She told them she wanted something replicated. She didn't tell them what. She didn't tell them how.

While her scientists were working on the lines, Gila Havortian plotted the destruction of the Co-Op in revenge for what it had done to her father.

She was fifty-nine years old when her lab worked out how to reproduce the lines. Havortian then set in place the destruction she'd planned and took herself, her scientists, and the lines and jumped to Redmond, where they set up the first line factory.

It opened the way to the stars. Humans spread out across the galaxy in a massive population explosion that was still under way five hundred years later.

In all that time, they had never met another intelligent species. Or a functioning alien ship. This ship was the first.

“Imagine a defense system like that,” Admiral Katida said. “Can you outrun it?”

The captain seemed to be the technical expert. “Everyone has a jump ready. At one hundred kilometers, we have enough warning to enter the void if it triggers,” he said. “Outrun it with our own engines, no.”

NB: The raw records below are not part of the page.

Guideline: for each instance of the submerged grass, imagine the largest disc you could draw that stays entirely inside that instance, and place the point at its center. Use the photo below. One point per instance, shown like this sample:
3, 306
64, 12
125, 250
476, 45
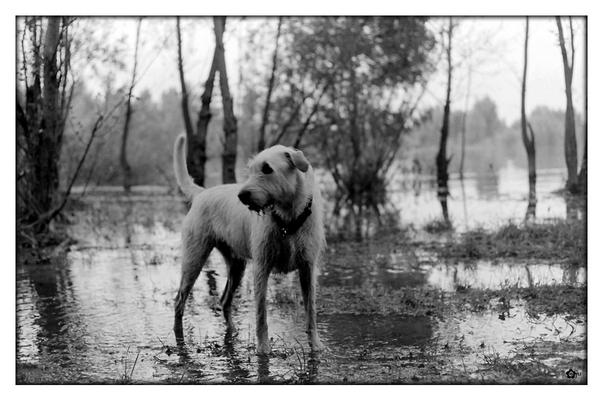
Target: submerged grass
563, 241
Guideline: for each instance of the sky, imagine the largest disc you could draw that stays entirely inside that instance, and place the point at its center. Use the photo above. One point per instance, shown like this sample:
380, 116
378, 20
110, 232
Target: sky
496, 45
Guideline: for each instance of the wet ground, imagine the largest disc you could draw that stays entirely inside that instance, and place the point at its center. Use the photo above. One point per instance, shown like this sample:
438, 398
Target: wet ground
389, 311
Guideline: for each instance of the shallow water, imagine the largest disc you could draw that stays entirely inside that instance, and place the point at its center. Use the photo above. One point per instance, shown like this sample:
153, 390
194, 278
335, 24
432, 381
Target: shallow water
103, 312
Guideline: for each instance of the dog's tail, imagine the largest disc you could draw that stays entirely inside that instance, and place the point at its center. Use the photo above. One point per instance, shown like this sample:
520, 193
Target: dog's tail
184, 180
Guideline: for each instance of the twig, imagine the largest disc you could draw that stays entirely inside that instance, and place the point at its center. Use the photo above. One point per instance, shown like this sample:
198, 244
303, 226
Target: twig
46, 217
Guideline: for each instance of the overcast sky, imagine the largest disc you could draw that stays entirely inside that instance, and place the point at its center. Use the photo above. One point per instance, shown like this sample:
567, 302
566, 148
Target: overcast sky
496, 45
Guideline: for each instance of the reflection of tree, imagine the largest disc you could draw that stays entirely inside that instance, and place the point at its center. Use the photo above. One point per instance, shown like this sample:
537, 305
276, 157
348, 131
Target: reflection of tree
443, 197
235, 371
487, 183
531, 209
60, 329
575, 207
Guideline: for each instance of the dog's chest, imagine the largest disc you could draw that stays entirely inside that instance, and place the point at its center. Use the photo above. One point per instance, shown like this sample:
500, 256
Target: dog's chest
283, 254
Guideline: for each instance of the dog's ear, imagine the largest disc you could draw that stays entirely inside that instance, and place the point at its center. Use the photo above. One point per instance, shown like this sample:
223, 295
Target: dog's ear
297, 160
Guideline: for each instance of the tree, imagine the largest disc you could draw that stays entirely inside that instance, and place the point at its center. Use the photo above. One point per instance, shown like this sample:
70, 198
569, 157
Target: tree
349, 89
229, 120
42, 107
463, 132
570, 137
265, 118
128, 111
196, 140
442, 161
528, 136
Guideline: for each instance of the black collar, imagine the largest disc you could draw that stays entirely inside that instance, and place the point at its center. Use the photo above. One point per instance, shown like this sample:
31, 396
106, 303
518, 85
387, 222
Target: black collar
287, 229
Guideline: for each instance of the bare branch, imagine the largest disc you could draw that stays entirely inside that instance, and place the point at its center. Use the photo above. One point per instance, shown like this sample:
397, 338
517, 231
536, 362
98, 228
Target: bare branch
48, 216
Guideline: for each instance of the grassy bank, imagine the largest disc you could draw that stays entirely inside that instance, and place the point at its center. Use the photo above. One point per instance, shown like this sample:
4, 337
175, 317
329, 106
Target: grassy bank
560, 241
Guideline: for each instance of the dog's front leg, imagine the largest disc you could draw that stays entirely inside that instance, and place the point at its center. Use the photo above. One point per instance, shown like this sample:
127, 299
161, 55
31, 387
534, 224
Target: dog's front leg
308, 283
261, 277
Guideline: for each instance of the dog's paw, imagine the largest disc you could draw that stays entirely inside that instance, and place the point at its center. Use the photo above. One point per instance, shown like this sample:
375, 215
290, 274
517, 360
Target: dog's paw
317, 346
263, 350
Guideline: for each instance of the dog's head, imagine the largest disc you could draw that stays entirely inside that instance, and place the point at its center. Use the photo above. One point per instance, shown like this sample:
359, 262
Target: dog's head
275, 176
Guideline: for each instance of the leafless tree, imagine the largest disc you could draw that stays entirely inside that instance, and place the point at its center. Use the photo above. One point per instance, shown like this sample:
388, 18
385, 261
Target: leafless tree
128, 112
570, 134
42, 108
463, 132
229, 120
442, 161
196, 140
527, 135
265, 118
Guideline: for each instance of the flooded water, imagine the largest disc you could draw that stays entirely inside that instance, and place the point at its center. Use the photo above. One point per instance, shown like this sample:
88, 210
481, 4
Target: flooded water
387, 314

Abram, whom Ean hadn't even noticed at the podium until then, said, “That is why this ship will remain one hundred kilometers away while our linesmen attempt to work out exactly what the lines are. After which, if we decide to approach the ship, it will be in a shuttle.”

They could be killed. Ean hoped Captain Helmo was right
when he said they'd have time to escape back into the void if the ship pulsed again. The way his luck was running lately, he'd probably be on a shuttle heading straight toward it at the time. Still, even if he died, at least he would have been involved in something different. Something big.

He caught the movement as Radko shifted slightly against the wall. Maybe.

But he was on the ship now. They couldn't send him back, and even if they thought his lines were strange, surely they wouldn't waste a ten. Maybe they'd even send him in first, in case the first shuttle got vaporized.

“Let's see it again,” Admiral Katida said. “And I want to see all ships' systems as well.”

Four extra screens came up, each displaying a series of numbers and telltales that Ean couldn't understand.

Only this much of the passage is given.